His works originally focused on the fields of pediatric hepatology and viral hepatitis, especially in applications to the Thai healthcare system, on which such works have had significant impact. Later on they expanded to include virology studies in general. Yong is widely recognized for his work on genetic sequencing and detection of the H5N1 avian influenza virus in Thailand, which saw outbreaks beginning in 2004, and is regarded as the national expert on the subject.

=== COVID-19 ===
During the COVID-19 pandemic in Thailand, Poovorawan served as an advisor to Prayut Chan-o-cha's government. He often exaggerated the efficacy of the disputed CoronaVac, which the country heavily relied on for immunization, including suggestion that a third dose of CoronaVac may result in an immunity more or less comparable to that of Pfizer-BioNTech's vaccine, or arguing for the mixing Sinovac's and AstraZeneca's vaccines based on a very small human trial.
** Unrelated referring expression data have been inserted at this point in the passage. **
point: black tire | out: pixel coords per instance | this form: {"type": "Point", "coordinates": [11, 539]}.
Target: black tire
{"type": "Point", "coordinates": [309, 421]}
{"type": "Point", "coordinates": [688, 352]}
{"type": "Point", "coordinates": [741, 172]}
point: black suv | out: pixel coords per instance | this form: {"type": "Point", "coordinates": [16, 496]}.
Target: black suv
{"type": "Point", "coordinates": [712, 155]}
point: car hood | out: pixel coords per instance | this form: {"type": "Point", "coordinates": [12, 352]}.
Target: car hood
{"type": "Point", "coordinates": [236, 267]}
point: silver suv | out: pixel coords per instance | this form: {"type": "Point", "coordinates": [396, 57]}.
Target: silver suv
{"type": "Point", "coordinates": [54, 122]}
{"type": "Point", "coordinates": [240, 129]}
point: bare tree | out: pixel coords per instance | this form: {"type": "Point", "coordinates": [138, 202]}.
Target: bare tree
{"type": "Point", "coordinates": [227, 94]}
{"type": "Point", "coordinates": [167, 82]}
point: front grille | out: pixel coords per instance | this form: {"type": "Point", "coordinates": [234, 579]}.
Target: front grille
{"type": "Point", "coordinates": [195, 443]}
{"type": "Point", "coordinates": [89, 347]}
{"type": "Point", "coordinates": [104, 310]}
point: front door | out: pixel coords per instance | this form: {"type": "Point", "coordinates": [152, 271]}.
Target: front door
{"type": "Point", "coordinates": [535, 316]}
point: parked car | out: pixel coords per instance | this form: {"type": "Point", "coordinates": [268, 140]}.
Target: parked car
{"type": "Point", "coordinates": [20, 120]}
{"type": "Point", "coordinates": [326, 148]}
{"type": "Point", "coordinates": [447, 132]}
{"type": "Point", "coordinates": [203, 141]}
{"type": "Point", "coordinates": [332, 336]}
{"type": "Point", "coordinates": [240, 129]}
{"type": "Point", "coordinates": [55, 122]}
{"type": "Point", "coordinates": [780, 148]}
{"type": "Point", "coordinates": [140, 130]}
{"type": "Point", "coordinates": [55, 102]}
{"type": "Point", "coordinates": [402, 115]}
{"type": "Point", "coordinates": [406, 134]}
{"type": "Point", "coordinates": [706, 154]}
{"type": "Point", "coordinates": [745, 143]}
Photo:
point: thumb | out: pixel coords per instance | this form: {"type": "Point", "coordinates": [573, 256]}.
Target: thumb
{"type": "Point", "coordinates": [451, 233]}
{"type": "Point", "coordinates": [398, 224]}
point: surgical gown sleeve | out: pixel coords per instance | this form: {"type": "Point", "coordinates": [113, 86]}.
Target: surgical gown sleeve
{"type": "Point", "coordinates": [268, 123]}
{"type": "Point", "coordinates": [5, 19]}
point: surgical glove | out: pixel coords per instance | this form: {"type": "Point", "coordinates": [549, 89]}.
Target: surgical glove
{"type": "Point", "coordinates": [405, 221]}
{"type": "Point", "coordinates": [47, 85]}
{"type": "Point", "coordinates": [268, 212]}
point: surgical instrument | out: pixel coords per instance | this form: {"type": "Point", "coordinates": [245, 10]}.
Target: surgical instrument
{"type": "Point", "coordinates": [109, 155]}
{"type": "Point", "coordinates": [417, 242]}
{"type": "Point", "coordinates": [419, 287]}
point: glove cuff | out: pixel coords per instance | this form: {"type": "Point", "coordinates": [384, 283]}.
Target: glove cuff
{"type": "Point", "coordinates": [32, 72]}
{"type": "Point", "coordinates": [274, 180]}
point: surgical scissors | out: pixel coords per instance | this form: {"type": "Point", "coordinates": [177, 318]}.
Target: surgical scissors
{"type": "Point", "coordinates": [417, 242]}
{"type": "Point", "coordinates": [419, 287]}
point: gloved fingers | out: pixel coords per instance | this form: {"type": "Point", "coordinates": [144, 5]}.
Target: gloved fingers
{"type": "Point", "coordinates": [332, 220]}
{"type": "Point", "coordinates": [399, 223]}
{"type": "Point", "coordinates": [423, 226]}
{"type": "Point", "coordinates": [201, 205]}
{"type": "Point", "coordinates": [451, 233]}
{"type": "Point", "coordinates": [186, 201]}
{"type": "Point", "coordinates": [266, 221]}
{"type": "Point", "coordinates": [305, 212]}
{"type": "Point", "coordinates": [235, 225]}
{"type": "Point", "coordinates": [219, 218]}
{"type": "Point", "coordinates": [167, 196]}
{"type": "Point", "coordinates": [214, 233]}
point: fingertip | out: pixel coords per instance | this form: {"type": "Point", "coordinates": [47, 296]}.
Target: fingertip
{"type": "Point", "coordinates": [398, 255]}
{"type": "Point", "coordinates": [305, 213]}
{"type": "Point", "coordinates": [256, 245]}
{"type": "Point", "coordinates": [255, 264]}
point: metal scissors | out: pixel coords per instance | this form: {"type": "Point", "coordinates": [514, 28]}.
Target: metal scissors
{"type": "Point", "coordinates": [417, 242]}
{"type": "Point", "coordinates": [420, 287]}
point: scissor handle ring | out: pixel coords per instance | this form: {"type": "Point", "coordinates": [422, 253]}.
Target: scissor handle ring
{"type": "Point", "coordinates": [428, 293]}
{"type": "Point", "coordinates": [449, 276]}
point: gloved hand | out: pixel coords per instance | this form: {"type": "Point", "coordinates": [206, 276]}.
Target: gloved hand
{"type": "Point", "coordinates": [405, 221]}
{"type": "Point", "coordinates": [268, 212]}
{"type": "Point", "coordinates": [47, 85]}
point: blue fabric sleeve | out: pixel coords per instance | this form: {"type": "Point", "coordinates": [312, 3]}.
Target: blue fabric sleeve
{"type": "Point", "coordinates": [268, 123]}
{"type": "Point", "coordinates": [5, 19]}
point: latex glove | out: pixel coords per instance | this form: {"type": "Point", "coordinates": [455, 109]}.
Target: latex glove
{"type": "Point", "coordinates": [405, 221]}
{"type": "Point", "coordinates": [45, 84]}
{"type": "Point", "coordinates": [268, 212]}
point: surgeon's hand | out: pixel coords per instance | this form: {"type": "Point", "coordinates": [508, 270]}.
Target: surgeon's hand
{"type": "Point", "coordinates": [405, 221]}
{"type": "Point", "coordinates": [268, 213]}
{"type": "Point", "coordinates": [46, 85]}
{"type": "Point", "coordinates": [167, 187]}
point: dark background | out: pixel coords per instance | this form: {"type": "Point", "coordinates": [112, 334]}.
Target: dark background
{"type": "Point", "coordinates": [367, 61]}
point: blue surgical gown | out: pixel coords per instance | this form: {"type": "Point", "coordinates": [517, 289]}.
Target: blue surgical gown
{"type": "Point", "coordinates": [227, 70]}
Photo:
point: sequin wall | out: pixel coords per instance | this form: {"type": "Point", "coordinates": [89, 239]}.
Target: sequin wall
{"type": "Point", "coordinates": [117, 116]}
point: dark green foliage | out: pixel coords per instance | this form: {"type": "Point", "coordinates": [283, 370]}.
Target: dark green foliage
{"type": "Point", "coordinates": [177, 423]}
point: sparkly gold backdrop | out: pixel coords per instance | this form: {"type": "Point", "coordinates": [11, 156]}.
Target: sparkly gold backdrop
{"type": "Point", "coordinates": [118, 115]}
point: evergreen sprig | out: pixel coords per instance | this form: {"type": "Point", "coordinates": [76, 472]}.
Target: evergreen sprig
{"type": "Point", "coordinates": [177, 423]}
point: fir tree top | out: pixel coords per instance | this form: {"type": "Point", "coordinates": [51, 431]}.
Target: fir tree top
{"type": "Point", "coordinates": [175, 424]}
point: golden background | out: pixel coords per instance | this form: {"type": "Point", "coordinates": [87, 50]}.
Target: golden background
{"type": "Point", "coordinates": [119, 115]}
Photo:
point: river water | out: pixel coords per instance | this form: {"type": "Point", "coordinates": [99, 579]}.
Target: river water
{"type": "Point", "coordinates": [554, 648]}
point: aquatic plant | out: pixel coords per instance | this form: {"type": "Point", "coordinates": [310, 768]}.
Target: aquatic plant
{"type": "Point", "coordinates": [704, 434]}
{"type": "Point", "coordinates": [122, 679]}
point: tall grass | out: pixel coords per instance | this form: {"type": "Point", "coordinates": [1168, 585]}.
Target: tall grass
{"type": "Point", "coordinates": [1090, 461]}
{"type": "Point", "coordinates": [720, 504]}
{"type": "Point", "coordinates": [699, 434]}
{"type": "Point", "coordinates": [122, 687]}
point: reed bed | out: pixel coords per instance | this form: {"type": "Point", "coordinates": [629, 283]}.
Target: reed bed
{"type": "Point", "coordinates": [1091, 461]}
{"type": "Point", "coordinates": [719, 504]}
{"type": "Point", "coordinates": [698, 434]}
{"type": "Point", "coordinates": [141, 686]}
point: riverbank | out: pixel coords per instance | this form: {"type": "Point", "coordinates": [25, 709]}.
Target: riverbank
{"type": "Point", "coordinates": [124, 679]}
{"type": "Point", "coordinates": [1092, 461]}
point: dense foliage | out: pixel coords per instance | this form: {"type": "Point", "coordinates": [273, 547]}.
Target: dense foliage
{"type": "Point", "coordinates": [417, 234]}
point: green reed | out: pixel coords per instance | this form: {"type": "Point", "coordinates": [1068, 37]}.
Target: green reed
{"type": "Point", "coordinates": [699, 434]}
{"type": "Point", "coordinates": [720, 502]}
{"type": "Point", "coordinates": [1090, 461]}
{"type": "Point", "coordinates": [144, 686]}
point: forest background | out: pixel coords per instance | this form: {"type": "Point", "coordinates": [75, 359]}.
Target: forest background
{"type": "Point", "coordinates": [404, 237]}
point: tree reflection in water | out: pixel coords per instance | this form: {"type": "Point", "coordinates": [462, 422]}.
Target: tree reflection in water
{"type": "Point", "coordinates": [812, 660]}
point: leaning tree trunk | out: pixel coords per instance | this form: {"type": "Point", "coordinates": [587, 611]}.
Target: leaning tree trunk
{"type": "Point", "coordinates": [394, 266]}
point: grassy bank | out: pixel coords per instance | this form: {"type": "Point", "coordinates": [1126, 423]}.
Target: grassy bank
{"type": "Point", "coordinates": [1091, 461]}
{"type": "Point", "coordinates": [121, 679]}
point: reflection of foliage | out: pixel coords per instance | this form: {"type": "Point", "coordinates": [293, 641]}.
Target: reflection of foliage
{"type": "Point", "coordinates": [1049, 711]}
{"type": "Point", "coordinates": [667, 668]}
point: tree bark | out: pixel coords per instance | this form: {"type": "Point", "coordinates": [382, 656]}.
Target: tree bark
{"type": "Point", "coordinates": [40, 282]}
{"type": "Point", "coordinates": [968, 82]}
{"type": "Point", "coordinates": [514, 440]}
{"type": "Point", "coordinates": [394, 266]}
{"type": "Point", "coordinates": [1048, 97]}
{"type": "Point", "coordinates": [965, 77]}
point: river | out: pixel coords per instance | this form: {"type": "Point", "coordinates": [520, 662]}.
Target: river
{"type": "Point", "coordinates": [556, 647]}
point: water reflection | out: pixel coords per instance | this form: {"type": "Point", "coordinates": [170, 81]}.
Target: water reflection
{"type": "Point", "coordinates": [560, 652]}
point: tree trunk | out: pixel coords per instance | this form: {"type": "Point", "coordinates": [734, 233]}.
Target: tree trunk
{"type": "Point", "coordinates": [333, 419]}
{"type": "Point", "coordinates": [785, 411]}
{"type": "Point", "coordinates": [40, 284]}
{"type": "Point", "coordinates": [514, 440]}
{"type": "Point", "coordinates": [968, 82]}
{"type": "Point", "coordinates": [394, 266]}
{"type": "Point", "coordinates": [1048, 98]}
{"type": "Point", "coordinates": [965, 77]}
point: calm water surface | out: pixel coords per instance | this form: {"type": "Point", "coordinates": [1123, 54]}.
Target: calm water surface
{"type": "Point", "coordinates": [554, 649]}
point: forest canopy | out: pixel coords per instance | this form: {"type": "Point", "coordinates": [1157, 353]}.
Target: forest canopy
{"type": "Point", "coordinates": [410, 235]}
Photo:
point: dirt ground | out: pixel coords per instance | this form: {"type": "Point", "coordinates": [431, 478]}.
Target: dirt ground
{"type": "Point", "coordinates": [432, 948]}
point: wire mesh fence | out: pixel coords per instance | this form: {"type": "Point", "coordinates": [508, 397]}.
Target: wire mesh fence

In July 2021, his article in Thai Wikipedia was vandalized, which includes text accusing him of being "Sinovac's salesman". A complaint was filed by Poovorawan's attorney, which led to an arrest of the wrongdoer within 3 days.

==Awards and recognition==
Yong has received numerous awards for his contributions to his fields of research, including the following:
- Outstanding Scientist Award (1997), Foundation for the Promotion of Science and Technology
- Outstanding Researcher Award (1997), National Research Council
- Senior Research Scholar (1997–present), Thailand Research Fund
- Mahidol University–B.Braun Prize for Medicine and Public Health (2003)
- Research Citation Award (2003), Thailand Research Fund
- Outstanding Lecturer Award in Health Sciences (2004), Council of the University Faculty Senates of Thailand
- Dushdi Mala Medal for medicine (2007)
- Outstanding Prof. Thailand Research Fund (2012-2014)
- Research Chair Grant, NSTDA (2014)
- Outstanding Achievement Doctor from the Medical Council of Thailand (2018)
- Achievement award in Virology, Genetics Society of Thailand] (2018)
- Achievement award from the National Vaccine Institute of Thailand (2019)

His work on avian influenza in Thailand also received outstanding research awards from the Thailand Research Fund in 2004 and the National Research Council in 2006.

Yong serves on the editorial board of Pathogens and Global Health, and once served on the board of the Journal of Pediatrics, in addition to other national publications.